PALERMO – Questi della prima metà di giugno avrebbero dovuto essere giorni di fermento, preparativi, attesa e speranza. Quest’anno, invece, tra i rilievi e le valli delle Basse Madonie le mietitrebbie resteranno ferme, qui il silenzio prenderà il posto del fragore laborioso dei macchinari. E la speranza, magari, di un buon prezzo è già svanita.
Cacciata via dalla certezza di un raccolto pari a zero. I campi di questa zona sono stati tra i più colpiti dalla siccità. Centinaia e centinaia di ettari, a perdita d’occhio, quasi totalmente brulli. Anche quelli dedicati ai foraggi e i pascoli naturali, un durissimo colpo anche per la zootecnia.
“Dalle zone di Alimena e Bompietro e in genere dalle Madonie – dichiara Camillo Pugliesi, presidente della Cia Sicilia Occidentale – provengono alcuni tra i migliori grani duri siciliani, anche biologici, ma la quasi totale assenza di pioggia ha avuto la meglio. Quest’anno non c’è raccolto, neanche di foraggi, a fronte invece di tutte le spese affrontate dai produttori. Spese tra l’altro lievitate parecchio rispetto agli altri anni. Nessuno può permettersi di non incassare un euro dopo averne spesi a migliaia, serve un intervento di sostegno immediato.

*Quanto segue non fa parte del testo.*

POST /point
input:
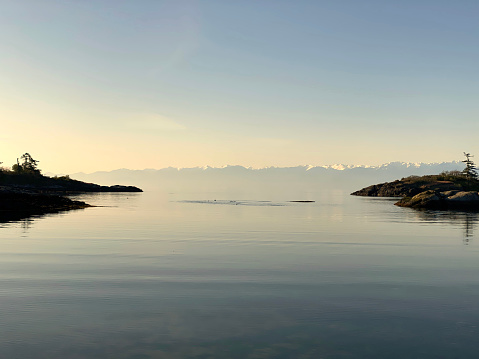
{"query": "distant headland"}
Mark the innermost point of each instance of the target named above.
(450, 190)
(24, 191)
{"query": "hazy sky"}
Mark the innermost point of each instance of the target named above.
(89, 85)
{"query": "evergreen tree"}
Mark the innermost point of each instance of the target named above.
(28, 165)
(470, 171)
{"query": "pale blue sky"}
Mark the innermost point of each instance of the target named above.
(99, 85)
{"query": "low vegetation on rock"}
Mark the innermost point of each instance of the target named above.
(457, 190)
(24, 191)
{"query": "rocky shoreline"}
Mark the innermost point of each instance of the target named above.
(16, 204)
(428, 192)
(25, 196)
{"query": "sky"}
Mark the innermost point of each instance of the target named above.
(97, 85)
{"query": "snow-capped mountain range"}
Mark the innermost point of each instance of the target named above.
(348, 177)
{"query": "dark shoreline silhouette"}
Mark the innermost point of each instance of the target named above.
(437, 192)
(26, 195)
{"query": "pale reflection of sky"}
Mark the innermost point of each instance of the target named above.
(163, 275)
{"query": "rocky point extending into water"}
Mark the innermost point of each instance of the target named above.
(441, 192)
(25, 195)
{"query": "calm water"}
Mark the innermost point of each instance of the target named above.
(240, 275)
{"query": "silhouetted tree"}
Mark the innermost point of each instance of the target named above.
(28, 165)
(470, 171)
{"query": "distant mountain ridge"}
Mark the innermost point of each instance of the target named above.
(341, 176)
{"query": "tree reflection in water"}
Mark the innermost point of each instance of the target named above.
(468, 220)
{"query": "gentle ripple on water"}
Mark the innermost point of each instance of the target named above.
(158, 275)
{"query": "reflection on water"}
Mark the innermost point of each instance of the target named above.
(466, 220)
(172, 276)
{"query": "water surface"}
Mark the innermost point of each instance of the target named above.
(242, 274)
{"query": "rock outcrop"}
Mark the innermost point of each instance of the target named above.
(429, 192)
(402, 188)
(16, 204)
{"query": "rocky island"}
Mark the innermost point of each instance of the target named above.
(453, 190)
(25, 192)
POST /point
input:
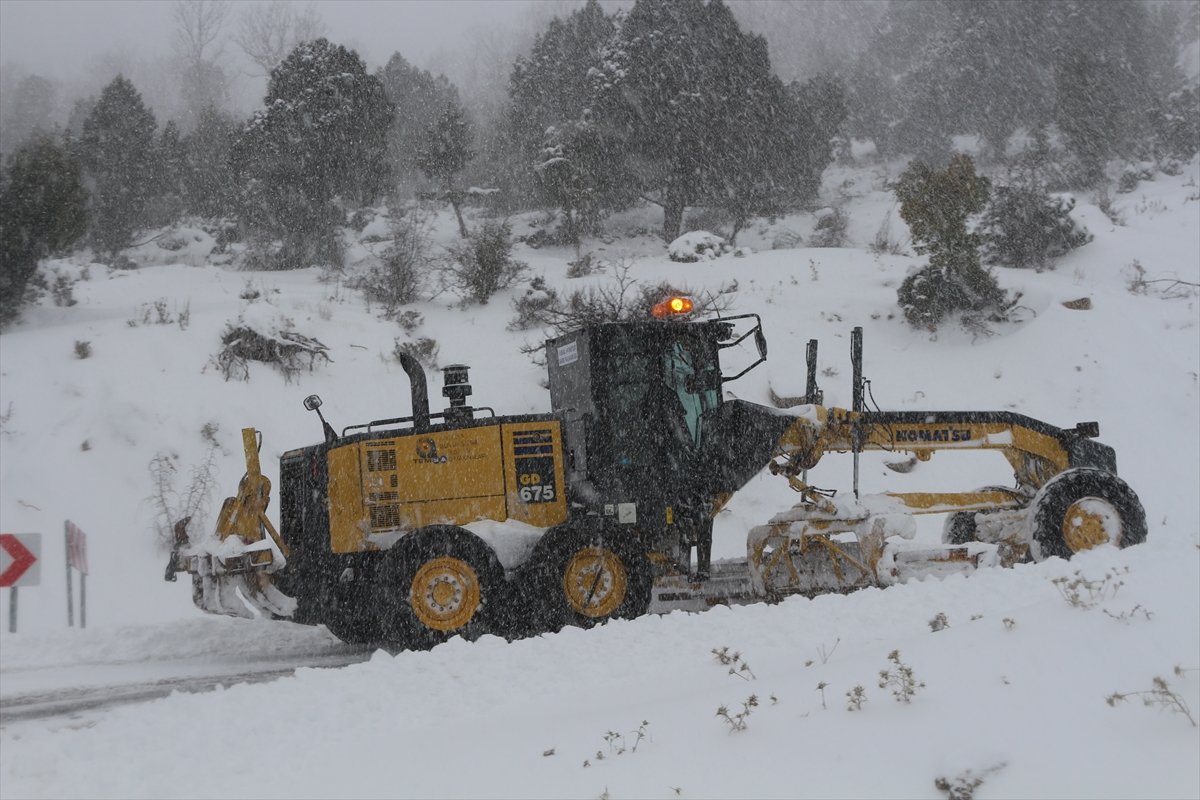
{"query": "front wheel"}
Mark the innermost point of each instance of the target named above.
(439, 582)
(585, 575)
(1081, 509)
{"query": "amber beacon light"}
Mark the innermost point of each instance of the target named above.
(671, 307)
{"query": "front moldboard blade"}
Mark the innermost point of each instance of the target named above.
(729, 584)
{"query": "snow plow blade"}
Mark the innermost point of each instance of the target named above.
(826, 567)
(233, 566)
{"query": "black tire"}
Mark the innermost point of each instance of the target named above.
(586, 573)
(960, 527)
(1080, 509)
(448, 561)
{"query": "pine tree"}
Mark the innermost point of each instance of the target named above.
(419, 98)
(936, 205)
(322, 134)
(699, 108)
(581, 169)
(118, 155)
(209, 185)
(447, 151)
(43, 210)
(171, 167)
(1089, 113)
(553, 84)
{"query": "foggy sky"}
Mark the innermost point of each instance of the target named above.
(60, 37)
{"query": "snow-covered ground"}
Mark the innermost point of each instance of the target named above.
(1014, 689)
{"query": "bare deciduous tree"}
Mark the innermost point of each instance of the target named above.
(198, 24)
(268, 31)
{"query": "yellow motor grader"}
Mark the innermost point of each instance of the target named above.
(412, 529)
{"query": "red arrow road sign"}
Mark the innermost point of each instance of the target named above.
(18, 553)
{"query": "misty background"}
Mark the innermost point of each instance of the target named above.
(79, 46)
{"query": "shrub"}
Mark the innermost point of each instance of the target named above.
(42, 211)
(1025, 227)
(424, 349)
(831, 230)
(268, 338)
(400, 278)
(484, 264)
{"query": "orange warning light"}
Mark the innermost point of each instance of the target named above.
(672, 306)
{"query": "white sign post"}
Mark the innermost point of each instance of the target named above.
(19, 566)
(77, 558)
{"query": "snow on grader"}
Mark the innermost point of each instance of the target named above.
(409, 530)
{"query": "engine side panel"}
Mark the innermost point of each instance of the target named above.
(383, 487)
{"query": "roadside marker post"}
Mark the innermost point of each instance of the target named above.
(77, 558)
(19, 566)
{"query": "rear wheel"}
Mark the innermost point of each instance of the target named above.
(439, 582)
(583, 575)
(1081, 509)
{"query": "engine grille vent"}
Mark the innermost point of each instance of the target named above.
(381, 461)
(384, 517)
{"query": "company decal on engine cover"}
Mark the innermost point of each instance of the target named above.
(934, 434)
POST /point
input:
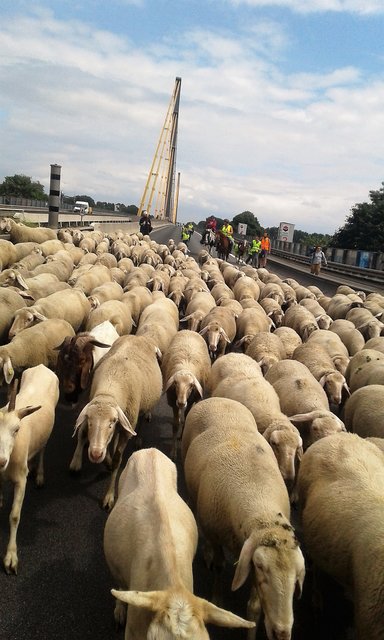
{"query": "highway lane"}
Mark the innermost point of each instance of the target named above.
(62, 590)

C’è il serio rischio di chiusura di tante aziende e di perdita di un ricchissimo patrimonio cerealicolo e zootecnico”.
“Ho 82 – racconta Antonio Li Puma, produttore cerealicolo e allevatore – ho fatto sempre l’agricoltore ed è la prima volta che mi trovo davanti a una situazione del genere, una siccità mai vista. Non soffrono solo le piante, ma anche gli animali… neanche i cinghiali selvatici trovano cibo. Abbiamo affrontato tutte le spese, ma non raccoglieremo nulla, non ci sarà un chicco di grano. È la morte dell’agricoltore”.
“Mai vista un’annata così pessima – gli fa eco un altro produttore e allevatore, Giovanni Folisi – per seminare i miei campi a grano e foraggio ho speso in tutto 30 mila euro e non incasserò nulla. Anzi devo adesso comprare il fieno per gli animali, il cui prezzo è triplicato: per una rotoballa se prima si spendevano 25 euro ora ce ne vogliono 80-100. A parte i prezzi, è comunque una situazione insostenibile, perché non abbiamo acqua da dare al nostro bestiame. Avevo una sessantina di capi, ho dovuto venderne una trentina. Non so se cercare di resistere ancora o chiudere”.
Tra i cereali, quelle poche spighe che sono riuscite a spuntare sono letteralmente vuote, non vale quindi la pena trebbiare: “Avremmo dovuto avere piante anche alte un metro – spiega Rosario La Tona, responsabile del Centro di assistenza agricola di Bompietro – e invece arrivano a malapena a 30 centimetri e quelle poche spighe spuntate sono vuote. È un disastro, è un prodotto che non può essere nemmeno trebbiato”.
“Questo areale – aggiunge Vincenzo Valenti, referente Cia Basse Madonie – è stato particolarmente colpito dalla siccità dopo il gravissimo incendio dell’estate scorsa che ha devastato centinaia di aziende, una catastrofe dopo l’altra. La maggiore criticità al momento riguarda il comparto zootecnico, rischiamo di perdere un patrimonio costruito negli anni e che già ora sarà difficile da ricostruire”.